1998 Ridge- Geyserville
74% Zinfandel 15% Petite Sirah 10% Carignane 1% Mataro
Coffeed oak aromas with medicinal cherry and dill. On the palate, oak rules and theres less fruit apparent than in the 97. C+.
1999 Ridge- Geyserville
68% Zinfandel 16% Carignane 16% Petite Sirah
Similar to the 98 but with marginally better fruit. Theres still too much oak with a trace of mintiness and theres an unappealing lactic quality to the wine. C+.
1990 Baumard- Coteaux du Layon Paon
Rich tropical fruit, botrytis and mineral aromas. Quite sweet with the typical 90 fatness. Rich and lush with similar flavors as aromas with an interesting spice note. Could use more acidic verve, but its still a lovely dessert wine. Low A-.

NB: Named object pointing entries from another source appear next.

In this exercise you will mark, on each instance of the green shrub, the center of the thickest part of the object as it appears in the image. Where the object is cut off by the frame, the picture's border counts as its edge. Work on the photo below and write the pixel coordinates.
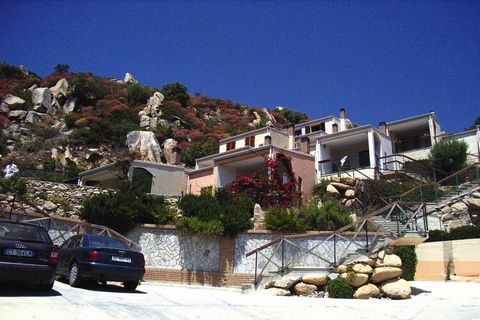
(409, 261)
(449, 155)
(285, 219)
(339, 288)
(222, 214)
(201, 227)
(331, 216)
(124, 209)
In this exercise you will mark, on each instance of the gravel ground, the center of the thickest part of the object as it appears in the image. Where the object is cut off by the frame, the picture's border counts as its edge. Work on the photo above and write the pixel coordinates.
(154, 300)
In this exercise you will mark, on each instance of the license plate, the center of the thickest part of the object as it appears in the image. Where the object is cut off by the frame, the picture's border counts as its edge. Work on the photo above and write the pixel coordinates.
(18, 253)
(122, 259)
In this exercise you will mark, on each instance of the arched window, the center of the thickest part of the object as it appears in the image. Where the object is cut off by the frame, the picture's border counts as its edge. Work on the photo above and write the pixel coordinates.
(143, 178)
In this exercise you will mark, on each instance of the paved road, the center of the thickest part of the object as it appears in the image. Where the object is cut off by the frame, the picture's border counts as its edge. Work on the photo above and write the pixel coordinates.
(433, 300)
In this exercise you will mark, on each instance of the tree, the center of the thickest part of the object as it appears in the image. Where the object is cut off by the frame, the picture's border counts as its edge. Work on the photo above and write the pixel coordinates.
(62, 68)
(176, 92)
(475, 123)
(199, 149)
(449, 155)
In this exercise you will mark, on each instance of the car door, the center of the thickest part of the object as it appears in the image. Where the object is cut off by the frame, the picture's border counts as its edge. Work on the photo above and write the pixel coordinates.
(64, 255)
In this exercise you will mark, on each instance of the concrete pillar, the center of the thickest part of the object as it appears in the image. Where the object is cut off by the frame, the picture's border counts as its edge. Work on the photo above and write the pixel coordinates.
(343, 120)
(431, 129)
(317, 159)
(305, 145)
(371, 148)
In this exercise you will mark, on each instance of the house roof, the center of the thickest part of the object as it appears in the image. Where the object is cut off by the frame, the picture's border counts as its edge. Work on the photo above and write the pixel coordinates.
(249, 133)
(426, 115)
(97, 170)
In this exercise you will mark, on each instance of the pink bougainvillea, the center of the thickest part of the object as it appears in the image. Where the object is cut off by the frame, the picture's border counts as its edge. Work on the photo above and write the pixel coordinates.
(269, 188)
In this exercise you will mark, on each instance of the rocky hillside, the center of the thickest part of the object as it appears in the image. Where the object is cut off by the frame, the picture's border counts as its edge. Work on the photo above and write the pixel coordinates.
(79, 121)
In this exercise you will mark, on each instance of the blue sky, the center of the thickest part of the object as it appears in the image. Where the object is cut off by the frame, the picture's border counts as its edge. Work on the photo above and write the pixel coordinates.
(381, 60)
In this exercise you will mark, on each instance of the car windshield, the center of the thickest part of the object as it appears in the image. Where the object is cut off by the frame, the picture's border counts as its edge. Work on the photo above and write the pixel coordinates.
(106, 242)
(24, 232)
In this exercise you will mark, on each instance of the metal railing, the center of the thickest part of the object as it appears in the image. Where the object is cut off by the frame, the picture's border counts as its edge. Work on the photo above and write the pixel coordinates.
(357, 238)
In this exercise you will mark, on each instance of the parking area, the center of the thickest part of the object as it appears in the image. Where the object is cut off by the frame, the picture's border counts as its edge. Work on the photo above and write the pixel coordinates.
(432, 300)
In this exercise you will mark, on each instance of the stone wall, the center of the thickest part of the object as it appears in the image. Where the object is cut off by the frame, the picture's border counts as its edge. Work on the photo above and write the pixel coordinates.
(458, 258)
(167, 248)
(173, 255)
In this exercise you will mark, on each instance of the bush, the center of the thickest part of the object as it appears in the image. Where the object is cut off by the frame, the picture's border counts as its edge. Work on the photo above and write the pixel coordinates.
(449, 155)
(331, 216)
(285, 219)
(339, 288)
(409, 261)
(124, 209)
(222, 214)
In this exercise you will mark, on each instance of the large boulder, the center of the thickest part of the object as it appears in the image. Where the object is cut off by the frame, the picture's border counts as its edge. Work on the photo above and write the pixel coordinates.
(355, 279)
(69, 105)
(367, 291)
(11, 100)
(129, 78)
(61, 88)
(42, 97)
(382, 274)
(17, 114)
(144, 145)
(399, 289)
(153, 105)
(286, 282)
(389, 260)
(315, 279)
(37, 117)
(362, 268)
(304, 289)
(473, 203)
(459, 207)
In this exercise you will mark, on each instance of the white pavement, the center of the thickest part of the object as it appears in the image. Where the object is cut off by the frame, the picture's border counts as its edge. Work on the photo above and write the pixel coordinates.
(433, 300)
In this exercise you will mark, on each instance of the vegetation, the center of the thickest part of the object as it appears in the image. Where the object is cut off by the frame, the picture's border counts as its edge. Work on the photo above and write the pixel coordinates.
(330, 216)
(339, 288)
(463, 232)
(409, 261)
(219, 214)
(449, 155)
(124, 209)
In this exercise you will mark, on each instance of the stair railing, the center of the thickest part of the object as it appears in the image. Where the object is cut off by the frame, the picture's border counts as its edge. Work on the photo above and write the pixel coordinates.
(336, 247)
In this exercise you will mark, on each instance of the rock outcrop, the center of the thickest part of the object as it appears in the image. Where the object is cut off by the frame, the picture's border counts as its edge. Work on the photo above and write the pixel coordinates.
(144, 146)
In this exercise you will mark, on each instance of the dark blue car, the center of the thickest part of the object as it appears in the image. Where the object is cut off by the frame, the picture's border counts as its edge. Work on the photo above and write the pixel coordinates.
(27, 255)
(100, 258)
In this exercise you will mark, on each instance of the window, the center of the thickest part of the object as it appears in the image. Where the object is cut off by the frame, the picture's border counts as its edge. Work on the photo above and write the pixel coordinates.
(231, 145)
(250, 141)
(319, 127)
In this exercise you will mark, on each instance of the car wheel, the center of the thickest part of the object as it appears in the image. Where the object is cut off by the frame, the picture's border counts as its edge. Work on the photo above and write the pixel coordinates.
(130, 285)
(74, 276)
(45, 286)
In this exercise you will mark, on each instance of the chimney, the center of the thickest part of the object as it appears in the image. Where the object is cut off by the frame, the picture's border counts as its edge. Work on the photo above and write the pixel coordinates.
(382, 126)
(290, 130)
(305, 145)
(176, 156)
(267, 141)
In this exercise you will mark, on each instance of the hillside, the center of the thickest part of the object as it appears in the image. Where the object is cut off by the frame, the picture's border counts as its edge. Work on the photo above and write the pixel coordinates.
(78, 121)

1991 Baumard- Quarts de Chaume
Light in color with a bit of sulfur on the nose and mineral. A fairly light and delicate wine with acidity playing a major role. Theres a pleasantly light sweetness with yellow fruits, light honey, mineral and smoke. Finishes clean and minerally. Not one to make old bones as the Chenin scale goes, but offers immediate enjoyment. Solid B+.